If OP's feeling particularly vicious, OP should get the dog put down, then apologise about how it bit a neighbour or some shit. As the other posters said, there is absolutely no way you could discipline them out of something like this.
>> Anonymous
Destroying the cage could have been just knocking it over, and if the pup stepped on it, might have done more damage.

It's a puppy. If you didn't think you could handle the dog, you shouldn't have let your brother leave it with you. You left your bird outside (why? who knows...).
>> Anonymous
>noko Anonymous 03/21/08(Fri)09:35 No.226509
>noko Anonymous
>noko

noko goes in email field
>> Anonymous
I have a staffy lab cross. when she was a puppy, she nearly ate my guinae pig, and ended up giving her a heart attack by barking at her so much. Then a year or so later, a bird somehow got into our house and stuck under the cough (I know, wtf?) and she killed it before we could get it out.
It's just in their nature, you can't do anything about it except make sure they can't get anywhere near things they can kill.
Especially staffys. they're hyperactive hunting dogs.

As for punishing dogs in general, remember you can only punish a dog like 2 seconds after it's done something otherwise it wont be able to associate the punishment with what it did and it'll just think you're a total bitch.
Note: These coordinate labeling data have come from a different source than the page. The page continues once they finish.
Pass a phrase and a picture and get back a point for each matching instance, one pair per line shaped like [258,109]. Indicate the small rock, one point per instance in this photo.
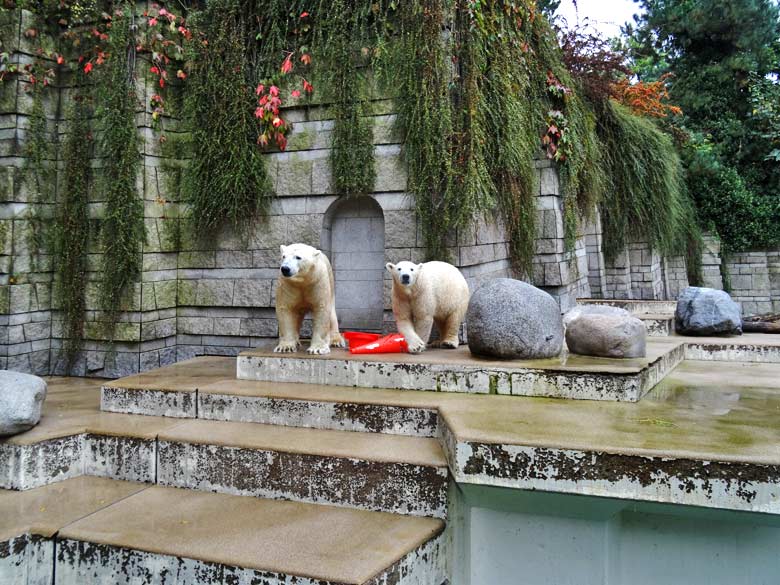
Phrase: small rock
[706,311]
[21,400]
[605,335]
[580,310]
[511,319]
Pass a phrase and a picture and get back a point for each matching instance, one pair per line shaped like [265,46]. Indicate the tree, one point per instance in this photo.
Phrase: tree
[724,59]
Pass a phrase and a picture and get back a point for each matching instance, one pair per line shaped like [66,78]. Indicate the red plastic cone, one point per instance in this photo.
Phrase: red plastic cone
[357,338]
[393,343]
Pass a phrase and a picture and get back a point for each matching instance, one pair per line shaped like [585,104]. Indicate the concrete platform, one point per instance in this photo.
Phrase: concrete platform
[567,376]
[92,530]
[708,435]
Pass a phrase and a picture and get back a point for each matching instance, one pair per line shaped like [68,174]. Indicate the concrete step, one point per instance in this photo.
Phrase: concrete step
[405,475]
[91,530]
[566,376]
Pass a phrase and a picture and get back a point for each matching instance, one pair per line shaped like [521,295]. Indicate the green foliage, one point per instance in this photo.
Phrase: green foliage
[502,126]
[419,71]
[742,218]
[38,170]
[226,181]
[342,53]
[71,230]
[722,54]
[646,198]
[123,232]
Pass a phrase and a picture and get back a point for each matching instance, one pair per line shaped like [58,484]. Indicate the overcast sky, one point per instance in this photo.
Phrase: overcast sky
[605,15]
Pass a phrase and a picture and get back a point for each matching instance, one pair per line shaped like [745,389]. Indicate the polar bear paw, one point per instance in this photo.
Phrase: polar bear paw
[286,347]
[319,349]
[417,346]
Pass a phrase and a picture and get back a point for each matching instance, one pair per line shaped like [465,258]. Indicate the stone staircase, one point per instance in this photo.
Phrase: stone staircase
[191,474]
[125,498]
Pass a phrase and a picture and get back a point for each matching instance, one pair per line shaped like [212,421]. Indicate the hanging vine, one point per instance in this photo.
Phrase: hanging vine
[226,181]
[122,228]
[71,229]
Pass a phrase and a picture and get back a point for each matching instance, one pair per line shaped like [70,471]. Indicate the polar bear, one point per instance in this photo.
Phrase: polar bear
[306,285]
[428,293]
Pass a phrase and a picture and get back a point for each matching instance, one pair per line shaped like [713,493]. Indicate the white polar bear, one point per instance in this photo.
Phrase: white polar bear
[428,293]
[306,285]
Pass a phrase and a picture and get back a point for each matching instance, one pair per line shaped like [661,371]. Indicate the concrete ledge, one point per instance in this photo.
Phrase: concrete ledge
[724,485]
[733,350]
[568,376]
[334,415]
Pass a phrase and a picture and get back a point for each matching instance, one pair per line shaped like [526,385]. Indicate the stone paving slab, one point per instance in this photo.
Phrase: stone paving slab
[46,510]
[280,539]
[708,435]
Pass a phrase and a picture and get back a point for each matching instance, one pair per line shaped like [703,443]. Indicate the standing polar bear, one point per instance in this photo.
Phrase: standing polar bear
[428,293]
[306,285]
Best you can do for now is make sure your brother helps pay for the damages they've caused, and make sure to keep an eye on the dogs and stop them when they try and wreck something - but if you chase them around and yell, they'll just think you're playing. I don't really have any more I can tell you though, since I was only a kid when our dog was a puppy, so I don't really remember what we did.
Don't listen to>>226996though. Doesn't know what he's on about. Cats will do anything they can to get birds and fish aswell - it makes no difference what the animal does to get to it. They're just it's natural prey. It doesn't mean they're a danger to humans or other dogs.
>> Anonymous
>>227039
>stuck under the couch
>> Anonymous
>>227039

You've obviously never heard of the practice of "tasting blood" in which when you train a dog to be vicious, the best way is to offer it small hapless creatures to be killed by the dog. Maybe several small hapless creatures.

Once the dog has learnt that it is permissible to do such, it will slowly move on to bigger and better things: there is no going back on it.

Sure, you would argue "MY DOG was like that but MY DOG doesn't do that to ME" ... yeah well, you're the owner, and you're arguing an exception against an extremely prevalent practice that is guaranteed results. How many cases of vicious dogs have you heard in which the target was the owner?

>>227020

Is the cage made of wickerwork where you live or something? Trust me, it takes a considerable amount of force and determination to get at any wireframe birdcage.

It's also probably not the first time the dog got away with doing something like that.